The aesthetic yearning of Fagan's piece was reflected in its West African and Afro-Caribbean elements, invoked through polyrhythm, luminously consonant vocals and the use of steel drum. The blend of these elements with funky electronic sounds gives Fagan's choreography a distinct flavor. He plays with a sense of tradition, mixing dance and new meanings of motion sometimes the dancers all stand still, look onward, imagining together.

The program closed with "Revelations," Ailey's transcendent journey through the African-American cultural imagination. Set to African-American spirituals like "I Been 'Buked" and "Fix Me, Jesus," "Revelations" communicates the travail of the human spirit as it searches for meaning.

The illuminating energy of the choreography is at times solemn and celebratory, showing its varied emotional turns.

"Revelations" finds meaning in the relationship between the soul and Christ, as translated in the moving dance for two "Fix Me, Jesus." "Wade in the Water" and "Rocka My Soul in the Bosom of Abraham," draw on the baptismal rites and liturgy of the African-American church tradition.
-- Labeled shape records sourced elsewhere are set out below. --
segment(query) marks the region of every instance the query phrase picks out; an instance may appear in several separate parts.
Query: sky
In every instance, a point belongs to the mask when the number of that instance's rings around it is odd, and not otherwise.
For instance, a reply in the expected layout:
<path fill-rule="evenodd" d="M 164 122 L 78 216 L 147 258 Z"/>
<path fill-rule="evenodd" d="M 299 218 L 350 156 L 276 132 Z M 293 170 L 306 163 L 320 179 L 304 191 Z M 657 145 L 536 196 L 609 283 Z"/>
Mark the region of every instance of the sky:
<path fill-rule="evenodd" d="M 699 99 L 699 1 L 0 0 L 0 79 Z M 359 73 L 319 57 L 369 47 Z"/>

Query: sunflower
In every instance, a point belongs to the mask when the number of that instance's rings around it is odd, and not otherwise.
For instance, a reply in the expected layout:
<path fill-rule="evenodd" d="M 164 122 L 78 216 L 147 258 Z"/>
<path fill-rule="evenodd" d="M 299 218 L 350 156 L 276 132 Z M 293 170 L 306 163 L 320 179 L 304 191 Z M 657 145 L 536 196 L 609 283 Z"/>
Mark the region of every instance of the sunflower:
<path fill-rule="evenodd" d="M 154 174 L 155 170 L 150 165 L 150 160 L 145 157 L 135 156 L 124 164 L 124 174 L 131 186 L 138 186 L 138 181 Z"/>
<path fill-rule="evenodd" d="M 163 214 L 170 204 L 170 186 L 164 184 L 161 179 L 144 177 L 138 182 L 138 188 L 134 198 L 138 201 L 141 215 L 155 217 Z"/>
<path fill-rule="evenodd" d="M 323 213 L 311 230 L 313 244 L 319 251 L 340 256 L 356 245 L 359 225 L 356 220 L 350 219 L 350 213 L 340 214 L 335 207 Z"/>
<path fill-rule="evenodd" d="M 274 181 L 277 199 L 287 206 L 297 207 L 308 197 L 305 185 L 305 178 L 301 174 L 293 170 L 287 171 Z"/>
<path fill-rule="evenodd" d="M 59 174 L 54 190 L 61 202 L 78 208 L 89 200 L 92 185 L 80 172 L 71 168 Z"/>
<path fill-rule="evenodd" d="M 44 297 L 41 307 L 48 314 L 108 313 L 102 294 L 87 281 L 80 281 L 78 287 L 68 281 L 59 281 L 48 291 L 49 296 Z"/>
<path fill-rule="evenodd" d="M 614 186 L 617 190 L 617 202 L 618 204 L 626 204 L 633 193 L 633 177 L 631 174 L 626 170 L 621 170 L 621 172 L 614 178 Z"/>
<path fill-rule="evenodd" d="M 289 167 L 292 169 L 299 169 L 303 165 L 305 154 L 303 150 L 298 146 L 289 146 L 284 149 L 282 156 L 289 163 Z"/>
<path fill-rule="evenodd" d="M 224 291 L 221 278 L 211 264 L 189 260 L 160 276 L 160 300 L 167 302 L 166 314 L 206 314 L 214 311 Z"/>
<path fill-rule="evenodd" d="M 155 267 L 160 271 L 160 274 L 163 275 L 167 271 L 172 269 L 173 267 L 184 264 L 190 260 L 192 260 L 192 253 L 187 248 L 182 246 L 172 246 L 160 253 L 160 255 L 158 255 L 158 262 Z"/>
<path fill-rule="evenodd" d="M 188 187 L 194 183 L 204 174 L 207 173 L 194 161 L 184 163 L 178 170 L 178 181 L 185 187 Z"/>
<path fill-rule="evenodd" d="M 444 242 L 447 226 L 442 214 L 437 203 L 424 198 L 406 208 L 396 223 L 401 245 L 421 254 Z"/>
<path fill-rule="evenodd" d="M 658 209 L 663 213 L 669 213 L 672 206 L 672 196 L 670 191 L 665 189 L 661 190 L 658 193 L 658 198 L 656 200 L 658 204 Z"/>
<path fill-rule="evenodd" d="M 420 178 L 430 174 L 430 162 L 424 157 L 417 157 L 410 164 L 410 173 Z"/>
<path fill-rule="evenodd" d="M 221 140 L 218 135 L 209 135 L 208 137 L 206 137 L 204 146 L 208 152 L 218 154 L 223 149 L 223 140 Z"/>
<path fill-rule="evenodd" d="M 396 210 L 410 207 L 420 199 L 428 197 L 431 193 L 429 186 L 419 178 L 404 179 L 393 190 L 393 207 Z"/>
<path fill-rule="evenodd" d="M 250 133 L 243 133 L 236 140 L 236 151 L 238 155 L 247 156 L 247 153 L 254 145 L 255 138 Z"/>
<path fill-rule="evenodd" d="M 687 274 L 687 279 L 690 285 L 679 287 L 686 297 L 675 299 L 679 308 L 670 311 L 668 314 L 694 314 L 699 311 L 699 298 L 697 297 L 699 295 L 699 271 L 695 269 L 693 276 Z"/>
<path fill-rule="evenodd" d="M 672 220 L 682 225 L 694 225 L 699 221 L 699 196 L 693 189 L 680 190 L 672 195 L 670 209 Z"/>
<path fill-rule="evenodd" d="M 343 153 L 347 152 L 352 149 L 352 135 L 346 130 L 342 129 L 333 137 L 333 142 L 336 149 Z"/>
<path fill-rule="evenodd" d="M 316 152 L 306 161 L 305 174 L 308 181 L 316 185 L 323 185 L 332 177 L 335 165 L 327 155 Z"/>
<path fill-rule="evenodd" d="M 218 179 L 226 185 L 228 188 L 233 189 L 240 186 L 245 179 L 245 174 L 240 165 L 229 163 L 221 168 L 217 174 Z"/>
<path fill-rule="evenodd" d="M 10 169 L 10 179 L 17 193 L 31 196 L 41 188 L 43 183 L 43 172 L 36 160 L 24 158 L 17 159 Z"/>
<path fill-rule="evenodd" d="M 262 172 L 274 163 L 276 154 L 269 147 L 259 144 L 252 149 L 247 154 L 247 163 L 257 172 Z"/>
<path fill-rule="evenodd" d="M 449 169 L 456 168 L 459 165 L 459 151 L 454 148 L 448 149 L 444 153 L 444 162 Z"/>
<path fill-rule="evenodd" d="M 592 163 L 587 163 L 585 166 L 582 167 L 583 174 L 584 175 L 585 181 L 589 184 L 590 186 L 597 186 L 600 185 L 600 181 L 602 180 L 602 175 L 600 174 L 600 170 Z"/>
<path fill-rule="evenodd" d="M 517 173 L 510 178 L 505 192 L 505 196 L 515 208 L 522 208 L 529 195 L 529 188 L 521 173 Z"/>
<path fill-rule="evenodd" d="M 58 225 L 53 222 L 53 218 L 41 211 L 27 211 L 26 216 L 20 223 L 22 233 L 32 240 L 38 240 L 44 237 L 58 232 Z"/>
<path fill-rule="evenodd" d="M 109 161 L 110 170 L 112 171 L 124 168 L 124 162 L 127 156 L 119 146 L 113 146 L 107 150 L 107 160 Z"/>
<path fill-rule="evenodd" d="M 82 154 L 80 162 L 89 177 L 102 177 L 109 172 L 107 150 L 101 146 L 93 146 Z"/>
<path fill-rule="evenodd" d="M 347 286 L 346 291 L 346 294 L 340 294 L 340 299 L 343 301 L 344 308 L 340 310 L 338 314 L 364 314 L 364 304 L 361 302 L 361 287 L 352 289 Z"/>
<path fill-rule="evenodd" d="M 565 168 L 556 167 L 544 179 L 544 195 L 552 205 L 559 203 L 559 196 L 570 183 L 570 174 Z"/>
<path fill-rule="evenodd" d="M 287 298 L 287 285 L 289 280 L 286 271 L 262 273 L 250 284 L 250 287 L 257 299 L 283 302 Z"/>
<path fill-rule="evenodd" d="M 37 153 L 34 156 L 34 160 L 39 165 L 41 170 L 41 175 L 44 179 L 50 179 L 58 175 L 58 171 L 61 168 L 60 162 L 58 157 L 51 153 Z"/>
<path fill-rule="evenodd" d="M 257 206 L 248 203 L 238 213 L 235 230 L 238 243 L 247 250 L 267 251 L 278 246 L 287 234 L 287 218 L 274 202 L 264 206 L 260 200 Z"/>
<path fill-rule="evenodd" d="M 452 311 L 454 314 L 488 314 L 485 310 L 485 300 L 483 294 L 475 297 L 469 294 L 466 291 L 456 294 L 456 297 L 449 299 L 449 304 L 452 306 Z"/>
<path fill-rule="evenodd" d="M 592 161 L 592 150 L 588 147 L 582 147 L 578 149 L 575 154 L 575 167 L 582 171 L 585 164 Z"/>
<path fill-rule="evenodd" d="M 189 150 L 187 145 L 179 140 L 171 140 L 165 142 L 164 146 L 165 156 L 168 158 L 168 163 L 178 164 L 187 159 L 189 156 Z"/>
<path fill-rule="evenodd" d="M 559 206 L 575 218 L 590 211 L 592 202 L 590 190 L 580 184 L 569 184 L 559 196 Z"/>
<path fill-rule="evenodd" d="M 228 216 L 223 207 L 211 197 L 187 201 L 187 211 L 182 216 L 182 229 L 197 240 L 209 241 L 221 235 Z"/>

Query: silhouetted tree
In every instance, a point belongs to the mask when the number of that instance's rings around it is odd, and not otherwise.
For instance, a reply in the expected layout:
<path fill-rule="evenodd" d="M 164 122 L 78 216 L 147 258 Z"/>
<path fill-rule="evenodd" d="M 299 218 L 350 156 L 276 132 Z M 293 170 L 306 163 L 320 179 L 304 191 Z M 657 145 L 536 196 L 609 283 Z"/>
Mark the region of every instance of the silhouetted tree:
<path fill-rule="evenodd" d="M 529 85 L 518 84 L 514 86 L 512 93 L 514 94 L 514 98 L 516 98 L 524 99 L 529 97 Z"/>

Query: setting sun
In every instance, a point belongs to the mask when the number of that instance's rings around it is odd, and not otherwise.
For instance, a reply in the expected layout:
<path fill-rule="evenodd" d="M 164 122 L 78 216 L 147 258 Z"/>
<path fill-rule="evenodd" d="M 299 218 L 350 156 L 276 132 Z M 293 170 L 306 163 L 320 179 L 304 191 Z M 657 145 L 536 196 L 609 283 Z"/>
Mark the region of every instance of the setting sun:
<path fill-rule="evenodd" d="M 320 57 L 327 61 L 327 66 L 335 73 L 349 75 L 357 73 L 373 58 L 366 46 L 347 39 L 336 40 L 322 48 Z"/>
The intersection of the soul and Christ can be frightening, too, as shown in "Sinner Man," where the dancers express frantic terror or woeful fright.

The modern jazz influences in this weekend's performances greatly contributed to the company's broader cultural projectby melding New World influences to the Old.

"When you look at what's going on, it's more of an exchange than it is an aspiration to be European," Battle said. "We have an American invention modern dance and jazz and we need to celebrate that."

Battle previously visited campus from Feb. 26 to 28 as the College's Montgomery Fellow.

Battle directed his own dance theater company, Battleworks, before Jamison, artistic director emerita of Alvin Ailey, tapped him as her successor in July 2011.

The celebration of invention that the Ailey troupe displayed goes beyond Hanover; it is part of an age-long project to assert racial equality.

"The reason Alvin Ailey called it the Alvin Ailey American Dance Theater was in some way to reflect that we are American too," Battle said. "This country that didn't consider African-Americans to be human, let alone American, had to deal with itself when it claimed its American heritage."

The gift of the African-American tradition brings to the dance world is certainly not lost on the dancers in the company.

"The Ailey company uses many different styles," dancer Jacqueline Green said. "We do Afro-Caribbean, we use ballet, modern, jazz, and hip hop, contemporary, everything. So all the dancers in the company are well-rounded."

However, the range of dance skill and diversity of the dance company is sometimes lost on viewers.

"It's strange that we're seen as a black company when it was always a diverse company," dancer Sean Carmon said during a post-performance discussion. "[Dance companies] like these were created in the '60s and '50s because African-Americans couldn't find a place to dance because no one was hiring us."

This type of inclusivity is a deliberate goal of the tradition of the company today.

"We are still fighting to get into principal roles, principal ranks in major companies. There have only been three black females at the top companies in America," Carmon said.

Alvin Ailey will continue its tour with visits to cities including South Bend, Ind. and Chicago.